Ein solcher Verzicht kann sinnvoll sein, wenn im Monat des Beginns der Mutterschutzfrist noch ein signifikantes Erwerbseinkommen erzielt wurde, das höher ist als das Mutterschaftsgeld. Durch den Verzicht auf die Ausklammerung kann dieses höhere Einkommen in die Elterngeldberechnung einfließen und somit zu einem höheren Elterngeld führen.
Ein formloses Schreiben an die zuständige Elterngeldstelle ist in der Regel ausreichend, um diesen Verzicht zu beantragen. Es ist ratsam, diesen Antrag im Rahmen des Elterngeldantrags zu stellen.

Wann lohnt sich der Verzicht auf die Ausklammerung?
Der Verzicht auf die Ausklammerung von Mutterschaftsmonaten ist insbesondere dann vorteilhaft, wenn:
- Im Monat des Beginns des Mutterschutzes noch ein hohes reguläres Gehalt erzielt wurde, das über dem Mutterschaftsgeld liegt.
- Die steuerliche Belastung in den Monaten mit höherem Einkommen durch eine günstige Steuerklasse (z.B. Steuerklasse 3) geringer war.
Umgekehrt kann es nachteilig sein, auf die Ausklammerung zu verzichten, wenn das Einkommen im Mutterschutzmonat deutlich geringer war oder wenn in diesem Monat eine ungünstigere Steuerklasse galt.
Besonderheiten bei der Steuerklasse
Die Steuerklasse spielt eine entscheidende Rolle bei der Berechnung des Elterngeldes, da die Elterngeldstelle die Nettobeträge zugrunde legt. Ein Wechsel der Steuerklasse, insbesondere von Klasse 4/4 zu 3/5, kann erhebliche Auswirkungen haben.
Wenn beispielsweise eine Frau erst nach der Heirat in die Steuerklasse 3 wechselt und dies erst kurz vor Beginn des Mutterschutzes geschieht, kann dies dazu führen, dass die Elterngeldberechnung auf Basis der ungünstigeren Steuerklasse 1 erfolgt, wenn die 12 Monate vor der Geburt überwiegend die Steuerklasse 1 galt.
Das Bundeselterngeldgesetz (BEEG) sieht Regelungen vor, um die überwiegende Steuerklasse im Bemessungszeitraum zu ermitteln. Bei einem Wechsel der Steuerklasse innerhalb des Bemessungszeitraums wird die Steuerklasse nach dem relativen Mehrheitsverhältnis der Monate berücksichtigt. Falls dies zu einem Nachteil führt, kann der Verzicht auf die Ausklammerung von Monaten mit niedrigerem Einkommen oder ungünstigerer Steuerklasse eine Option sein.

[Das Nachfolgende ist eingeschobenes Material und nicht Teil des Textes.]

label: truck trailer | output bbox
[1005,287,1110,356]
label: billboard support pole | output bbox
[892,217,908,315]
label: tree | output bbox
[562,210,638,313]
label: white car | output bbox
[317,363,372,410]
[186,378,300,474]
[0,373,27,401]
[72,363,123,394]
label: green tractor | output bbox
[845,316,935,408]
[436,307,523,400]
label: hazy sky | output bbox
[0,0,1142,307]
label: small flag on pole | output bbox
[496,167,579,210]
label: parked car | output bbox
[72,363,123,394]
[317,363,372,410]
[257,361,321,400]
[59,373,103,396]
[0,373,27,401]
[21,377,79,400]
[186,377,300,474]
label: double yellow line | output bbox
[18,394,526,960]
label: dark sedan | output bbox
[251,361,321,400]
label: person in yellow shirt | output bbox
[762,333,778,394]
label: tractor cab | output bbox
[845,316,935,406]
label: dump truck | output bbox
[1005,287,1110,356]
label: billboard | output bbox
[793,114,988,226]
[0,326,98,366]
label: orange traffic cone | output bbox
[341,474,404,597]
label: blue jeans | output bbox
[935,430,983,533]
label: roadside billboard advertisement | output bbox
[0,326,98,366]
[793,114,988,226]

Ausklammerung von Monaten mit Elterngeldbezug für ältere Kinder
Ähnlich wie bei Mutterschaftsgeld können auch Monate, in denen Elterngeld für ein älteres Geschwisterkind bezogen wurde (in dessen ersten 14 Lebensmonaten), auf Antrag ausgeklammert werden.
Schwangerschaftsbedingte Erkrankungen und ihre Auswirkungen
Monate, in denen die Mutter aufgrund einer schwangerschaftsbedingten Erkrankung Einkommensausfälle erlitt, können ebenfalls auf Antrag ausgeklammert werden.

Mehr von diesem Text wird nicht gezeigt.